Higher profitability was led by mature hospitals, up 3 per cent sequentially, while new hospitals reported a 4 per cent decline.

Analysts, led by Alankar Garude of Kotak Institutional Equities, said, “Hospital operating profit has almost tripled during the past five years and with ample scope to improve occupancies, we expect hospital profitability to expand further.”

Aided by improved profitability in mature and new hospitals, the brokerage is estimating a margin expansion of 90 bps over FY2023-26.

Sales of the pharmacy distribution and digital health segment, which accounts for 42 per cent of sales, was stable sequentially at Rs 1,805 crore.

The segment had an operating loss in the quarter at Rs 56 crore, though this has come down from Rs 72 crore in Q4FY23.

The company, which plans to add 500-600 stores this financial year, expects the combined pharmacy business to improve profitability led by breakeven of new stores.

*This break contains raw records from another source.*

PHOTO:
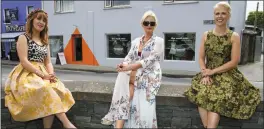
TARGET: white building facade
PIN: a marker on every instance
(100, 32)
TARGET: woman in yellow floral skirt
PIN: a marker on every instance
(32, 90)
(220, 88)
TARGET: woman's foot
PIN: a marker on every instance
(106, 122)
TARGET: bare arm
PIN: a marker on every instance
(235, 55)
(202, 52)
(22, 50)
(48, 63)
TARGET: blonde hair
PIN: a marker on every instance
(224, 4)
(149, 14)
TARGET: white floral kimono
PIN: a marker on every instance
(141, 111)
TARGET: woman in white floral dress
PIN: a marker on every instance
(144, 57)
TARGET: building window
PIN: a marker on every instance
(62, 6)
(179, 1)
(180, 46)
(77, 47)
(118, 45)
(116, 3)
(56, 45)
(30, 9)
(7, 16)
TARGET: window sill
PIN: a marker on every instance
(117, 7)
(180, 2)
(55, 13)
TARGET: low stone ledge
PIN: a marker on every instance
(93, 102)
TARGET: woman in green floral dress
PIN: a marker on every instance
(220, 88)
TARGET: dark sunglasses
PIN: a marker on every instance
(147, 23)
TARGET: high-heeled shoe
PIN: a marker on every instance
(106, 122)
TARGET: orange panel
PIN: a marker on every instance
(88, 56)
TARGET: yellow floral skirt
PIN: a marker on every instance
(29, 97)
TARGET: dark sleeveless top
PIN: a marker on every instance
(36, 52)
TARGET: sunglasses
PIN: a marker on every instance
(147, 23)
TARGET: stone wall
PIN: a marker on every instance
(93, 103)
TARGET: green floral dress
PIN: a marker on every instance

The diagnostics and retail health segment, which is a smaller part of the overall revenue pie, saw a 9 per cent increase in sales Y-o-Y while it was up 3 per cent sequentially.

Operating profit margins of the business, however, contracted by 270 bps Y-o-Y and 100 bps, sequentially.

Motilal Oswal Research is positive on the company due to its sustained healthy growth/profitability in healthcare services, and efforts to achieve break even in the pharmacy business by Q4.

However, it has cut its earnings estimates for FY24 and FY25 by 5 per cent each.

The cuts are on account of lower profitability in diagnostics / retail health business and a gradual improvement in occupancy of certain network hospitals.

In addition to improvement in occupancy levels, breakeven and fund raise in pharmacy business would be key triggers for the stock.